# Wanted; Friends!!!



## carlitos60 (Jun 28, 2015)

Looking for Friends;; to Help Me Get the Parts I'm Looking for; At a Friends' Price!!!!

List:

IJ Suspension Fork 4 Legs Type
Skylark Rack 1936
Blue Bird Seat / Stem 1936 Type
BSA Crank Assembly and 1 Pull Back Caliper 1940s

Pms Please!
Thanks!


----------



## Handyman (Jun 28, 2015)

Hi Carlitos60,

I'm not sure there are any friends in the "IJ Suspension Fork" world !!  Pete in Fitchburg


----------



## bricycle (Jun 28, 2015)

....you can't "Look" for friends, they just happen....


----------



## frank 81 (Jun 28, 2015)

To get Friends you have to be a friend!


----------



## carlitos60 (Jun 28, 2015)

frank 71 said:


> To get Friends you have to be a friend!
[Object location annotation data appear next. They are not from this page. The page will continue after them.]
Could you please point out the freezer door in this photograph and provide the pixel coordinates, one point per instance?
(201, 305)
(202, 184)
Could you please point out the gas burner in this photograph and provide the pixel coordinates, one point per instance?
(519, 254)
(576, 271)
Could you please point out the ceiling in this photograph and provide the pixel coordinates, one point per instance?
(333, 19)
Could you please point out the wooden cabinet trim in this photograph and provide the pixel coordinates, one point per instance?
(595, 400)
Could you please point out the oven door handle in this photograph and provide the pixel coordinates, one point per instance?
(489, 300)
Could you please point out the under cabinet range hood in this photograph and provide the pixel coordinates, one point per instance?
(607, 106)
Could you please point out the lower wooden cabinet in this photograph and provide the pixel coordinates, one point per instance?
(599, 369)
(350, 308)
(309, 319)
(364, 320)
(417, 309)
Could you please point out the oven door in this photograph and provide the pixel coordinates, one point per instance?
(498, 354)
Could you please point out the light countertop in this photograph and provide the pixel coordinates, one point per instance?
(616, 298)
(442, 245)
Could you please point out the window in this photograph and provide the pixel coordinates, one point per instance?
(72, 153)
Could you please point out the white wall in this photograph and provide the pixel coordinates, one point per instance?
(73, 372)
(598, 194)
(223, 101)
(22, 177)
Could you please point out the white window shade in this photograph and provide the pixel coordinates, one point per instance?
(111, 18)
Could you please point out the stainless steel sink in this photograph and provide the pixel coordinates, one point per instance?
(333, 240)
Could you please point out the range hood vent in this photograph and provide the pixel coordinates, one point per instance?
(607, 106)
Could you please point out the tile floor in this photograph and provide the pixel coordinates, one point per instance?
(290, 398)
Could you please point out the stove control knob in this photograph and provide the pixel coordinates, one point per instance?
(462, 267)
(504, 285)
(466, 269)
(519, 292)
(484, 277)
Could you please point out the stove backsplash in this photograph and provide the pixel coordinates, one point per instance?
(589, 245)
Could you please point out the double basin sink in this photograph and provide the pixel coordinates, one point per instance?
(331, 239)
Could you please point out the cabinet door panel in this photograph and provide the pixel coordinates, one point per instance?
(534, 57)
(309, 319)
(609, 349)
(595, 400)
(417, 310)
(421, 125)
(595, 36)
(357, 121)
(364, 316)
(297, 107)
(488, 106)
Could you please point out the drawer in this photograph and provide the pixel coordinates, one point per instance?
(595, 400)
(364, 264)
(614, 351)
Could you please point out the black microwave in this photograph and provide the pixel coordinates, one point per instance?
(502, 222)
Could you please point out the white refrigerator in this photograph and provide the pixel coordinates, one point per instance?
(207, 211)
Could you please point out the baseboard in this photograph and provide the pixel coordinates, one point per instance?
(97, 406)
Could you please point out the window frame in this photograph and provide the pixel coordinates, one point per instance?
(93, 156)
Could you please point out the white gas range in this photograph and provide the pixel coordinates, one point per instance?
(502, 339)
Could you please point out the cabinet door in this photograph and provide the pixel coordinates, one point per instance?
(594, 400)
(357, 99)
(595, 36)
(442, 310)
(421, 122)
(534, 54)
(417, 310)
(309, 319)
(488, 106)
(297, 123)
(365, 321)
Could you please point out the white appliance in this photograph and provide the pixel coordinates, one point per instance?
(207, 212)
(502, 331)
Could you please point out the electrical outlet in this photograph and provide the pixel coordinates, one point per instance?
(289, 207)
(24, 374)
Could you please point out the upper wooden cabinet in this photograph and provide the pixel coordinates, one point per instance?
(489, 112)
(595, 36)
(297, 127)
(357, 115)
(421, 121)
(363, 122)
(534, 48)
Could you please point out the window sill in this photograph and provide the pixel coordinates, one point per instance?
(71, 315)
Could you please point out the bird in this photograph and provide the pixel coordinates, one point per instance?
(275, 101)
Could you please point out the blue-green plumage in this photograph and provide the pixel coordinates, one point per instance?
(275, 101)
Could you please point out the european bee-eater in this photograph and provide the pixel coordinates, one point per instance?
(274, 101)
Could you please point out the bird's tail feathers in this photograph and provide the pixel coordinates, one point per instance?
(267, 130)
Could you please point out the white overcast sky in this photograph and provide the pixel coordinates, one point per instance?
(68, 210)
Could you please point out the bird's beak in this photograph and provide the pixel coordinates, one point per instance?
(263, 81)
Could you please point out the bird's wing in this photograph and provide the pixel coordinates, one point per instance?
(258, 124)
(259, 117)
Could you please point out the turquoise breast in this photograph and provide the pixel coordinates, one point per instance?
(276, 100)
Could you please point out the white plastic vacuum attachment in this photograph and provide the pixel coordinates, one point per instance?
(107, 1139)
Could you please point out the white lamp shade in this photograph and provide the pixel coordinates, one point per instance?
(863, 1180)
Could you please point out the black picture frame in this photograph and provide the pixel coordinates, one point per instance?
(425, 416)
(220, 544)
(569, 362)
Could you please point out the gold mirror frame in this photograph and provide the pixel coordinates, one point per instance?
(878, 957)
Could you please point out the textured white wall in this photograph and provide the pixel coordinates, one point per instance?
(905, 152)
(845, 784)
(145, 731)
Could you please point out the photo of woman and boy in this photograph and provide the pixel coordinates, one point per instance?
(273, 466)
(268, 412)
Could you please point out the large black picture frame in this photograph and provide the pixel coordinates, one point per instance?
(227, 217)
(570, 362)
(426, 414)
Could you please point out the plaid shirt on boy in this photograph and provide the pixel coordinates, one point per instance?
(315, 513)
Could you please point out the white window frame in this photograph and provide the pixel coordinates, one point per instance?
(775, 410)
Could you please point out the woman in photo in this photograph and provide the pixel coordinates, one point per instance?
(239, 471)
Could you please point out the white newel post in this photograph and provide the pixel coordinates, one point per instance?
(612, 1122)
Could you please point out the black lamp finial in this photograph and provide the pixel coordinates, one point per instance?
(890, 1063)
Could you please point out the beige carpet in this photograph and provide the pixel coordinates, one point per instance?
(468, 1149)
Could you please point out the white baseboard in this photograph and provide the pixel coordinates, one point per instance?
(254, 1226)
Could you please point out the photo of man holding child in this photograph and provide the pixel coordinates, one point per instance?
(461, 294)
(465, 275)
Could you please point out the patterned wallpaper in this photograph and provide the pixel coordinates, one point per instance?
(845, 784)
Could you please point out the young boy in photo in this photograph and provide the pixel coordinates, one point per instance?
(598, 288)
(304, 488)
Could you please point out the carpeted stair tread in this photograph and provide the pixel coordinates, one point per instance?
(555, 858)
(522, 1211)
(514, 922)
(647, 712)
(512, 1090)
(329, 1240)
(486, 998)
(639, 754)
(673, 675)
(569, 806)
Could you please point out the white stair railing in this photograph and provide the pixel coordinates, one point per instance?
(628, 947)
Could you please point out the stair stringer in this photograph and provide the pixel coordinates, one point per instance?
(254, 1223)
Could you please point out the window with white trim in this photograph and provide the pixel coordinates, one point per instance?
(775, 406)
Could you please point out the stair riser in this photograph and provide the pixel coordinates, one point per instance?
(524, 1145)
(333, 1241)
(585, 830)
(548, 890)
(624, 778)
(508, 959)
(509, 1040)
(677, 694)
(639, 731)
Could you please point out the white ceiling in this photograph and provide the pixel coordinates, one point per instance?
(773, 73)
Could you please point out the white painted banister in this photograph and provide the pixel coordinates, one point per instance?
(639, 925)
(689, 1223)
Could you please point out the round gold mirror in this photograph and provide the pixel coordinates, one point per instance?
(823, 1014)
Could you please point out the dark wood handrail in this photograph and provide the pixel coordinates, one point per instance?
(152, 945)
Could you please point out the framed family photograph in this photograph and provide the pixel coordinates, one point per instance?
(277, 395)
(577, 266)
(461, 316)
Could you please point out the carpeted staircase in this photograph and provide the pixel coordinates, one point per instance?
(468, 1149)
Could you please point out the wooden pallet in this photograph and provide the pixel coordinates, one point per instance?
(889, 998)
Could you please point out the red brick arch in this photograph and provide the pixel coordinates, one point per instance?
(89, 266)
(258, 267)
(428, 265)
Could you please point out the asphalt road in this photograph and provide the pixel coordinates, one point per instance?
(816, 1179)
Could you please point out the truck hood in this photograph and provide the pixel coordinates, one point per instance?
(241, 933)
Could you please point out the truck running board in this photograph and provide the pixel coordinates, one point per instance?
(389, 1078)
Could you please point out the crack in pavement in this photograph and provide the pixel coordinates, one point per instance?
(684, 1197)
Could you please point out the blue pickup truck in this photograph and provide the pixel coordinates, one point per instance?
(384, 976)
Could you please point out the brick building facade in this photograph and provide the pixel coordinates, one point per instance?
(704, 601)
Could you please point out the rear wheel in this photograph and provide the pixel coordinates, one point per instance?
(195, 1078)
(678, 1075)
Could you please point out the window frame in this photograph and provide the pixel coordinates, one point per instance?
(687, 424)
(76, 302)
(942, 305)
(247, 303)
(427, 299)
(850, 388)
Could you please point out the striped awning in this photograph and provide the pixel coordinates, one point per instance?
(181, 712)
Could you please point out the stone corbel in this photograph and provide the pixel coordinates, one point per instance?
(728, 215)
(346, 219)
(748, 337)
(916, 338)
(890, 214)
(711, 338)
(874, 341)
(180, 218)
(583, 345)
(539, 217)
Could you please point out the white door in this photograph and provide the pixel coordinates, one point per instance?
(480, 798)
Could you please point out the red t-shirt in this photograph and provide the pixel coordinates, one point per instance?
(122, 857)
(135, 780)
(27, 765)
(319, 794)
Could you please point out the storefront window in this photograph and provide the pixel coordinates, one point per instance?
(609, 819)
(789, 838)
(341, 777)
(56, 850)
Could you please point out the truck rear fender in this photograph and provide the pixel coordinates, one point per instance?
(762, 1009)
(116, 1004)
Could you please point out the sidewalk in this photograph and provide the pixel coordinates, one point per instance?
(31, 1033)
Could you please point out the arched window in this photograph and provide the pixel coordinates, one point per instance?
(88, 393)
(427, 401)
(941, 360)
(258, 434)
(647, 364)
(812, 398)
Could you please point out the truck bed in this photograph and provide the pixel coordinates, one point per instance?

It's Actually a Rhetorical Wanted Add!!!!!
With 113 Views and 3 Answers,,,,,; It's as Expected!!!!!

Thanks Guys,,,,For Responding,,,,,,,,It Took a Lot of Guts!!!!!


Good Evening!


----------



## frank 81 (Jun 28, 2015)

Did not mean to offend You. I am very Sorry.  Thank You for your service to our Country.


----------



## chucksoldbikes (Jun 29, 2015)

in   other words u are looking for  something    for nothing    well well    thank u for  your service  chucksoldbikes on the cabe


----------



## scrubbinrims (Jun 29, 2015)

I have 2 of the 4 line items, but I m afraid we cannot be friends as they are currently on original bikes....maybe down the road?
Chris


----------



## momo608 (Jun 29, 2015)

I think everyone is puzzled with a request like this. We all need money for other projects and we want the most we can get for the spare parts we have. Besides, friends and money usually ends badly over time. Your best bet is to offer trades if you have little to spend. If I had those parts, there is no way I would offer them too you because I would know what to expect. Me bending over.


----------



## carlitos60 (Jun 29, 2015)

Didn't Mean to Confuse a Few!!!!
I'm Just Looking for the Following Items!!!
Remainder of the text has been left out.